In this month’s column, Rep. Jake Wheatley shares his point of view on the Pennsylvania state budget.
Photo courtesy of Wikimedia Commons
There are thousands of families struggling to find their financial footing because of this raging pandemic that has closed or limited their abilities to feed themselves and their families. Thousands of Pennsylvania students don’t have the ability to access school instruction because of limited access to technology and reliable internet service. Hundreds of small businesses and entertainment venues are still waiting for some financial relief. The state does have $1.3 billion in federal dollars available to offer some financial relief. Instead, majority legislators are holding on to that money to use it toward their sham of a budget.
It’s yet another case of those in the state Capitol who fail to understand or care about what’s best for our residents and only think of their own self-interest. It’s clear we have extremely difficult challenges before us, and all options should be on the table. What happened to the belief that during times of difficulty, we work together to come up with ideas and solutions and collaborate? Instead, there’s a push toward actions that are short-sighted and short-term. That is what will happen with this short-sighted and irresponsible budget.
Some may say, ‘What can we do in this current climate when there is no will to push for new revenue sources to help residents and businesses that are hurting financially?’ I say we start by assessing those who continue to make money even while most others in our state continue to struggle. We don’t have to raise taxes on working families, but we should take a serious look at creating a fair tax system and tax the companies and individuals who are making money on money while many have lost money because they couldn’t work or earn income.

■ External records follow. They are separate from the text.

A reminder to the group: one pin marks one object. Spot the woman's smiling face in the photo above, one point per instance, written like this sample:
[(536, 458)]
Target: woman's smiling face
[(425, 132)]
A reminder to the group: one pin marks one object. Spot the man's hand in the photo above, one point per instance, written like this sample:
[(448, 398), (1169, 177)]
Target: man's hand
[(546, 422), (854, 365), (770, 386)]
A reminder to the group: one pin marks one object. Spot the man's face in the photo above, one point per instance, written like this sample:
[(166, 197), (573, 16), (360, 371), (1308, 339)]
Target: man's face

What about closing some of our corporate tax loopholes, or considering revenue from potential new industries like adult-use cannabis to resolve the state’s $3 billion deficit? There have been many ideas, proposals, and solutions shared to help mitigate this budget challenge, but none of these are being considered in any real way. It’s because those in power only want what they want, and far too often, the Democrats are more than willing to accommodate them for fear of lost crumbs from the all-powerful majority’s table. I’m sick and tired of being sick and tired of this merry-go-round process.
When will we demand a real budget that resolves, or at least attempts to resolve, our long-term state fiscal challenges? The threat of cuts are and will always be a part of this process. The fear of having to make difficult decisions around revenue generation, changes in spending priorities, or adding taxes to places and industries to create fair sharing of responsibilities are all necessary for us to consider. To ultimately decide to do nothing and take the road of least resistance at times like these is a total failure of leadership and can’t be allowed to continue. The people deserve better and we should do better.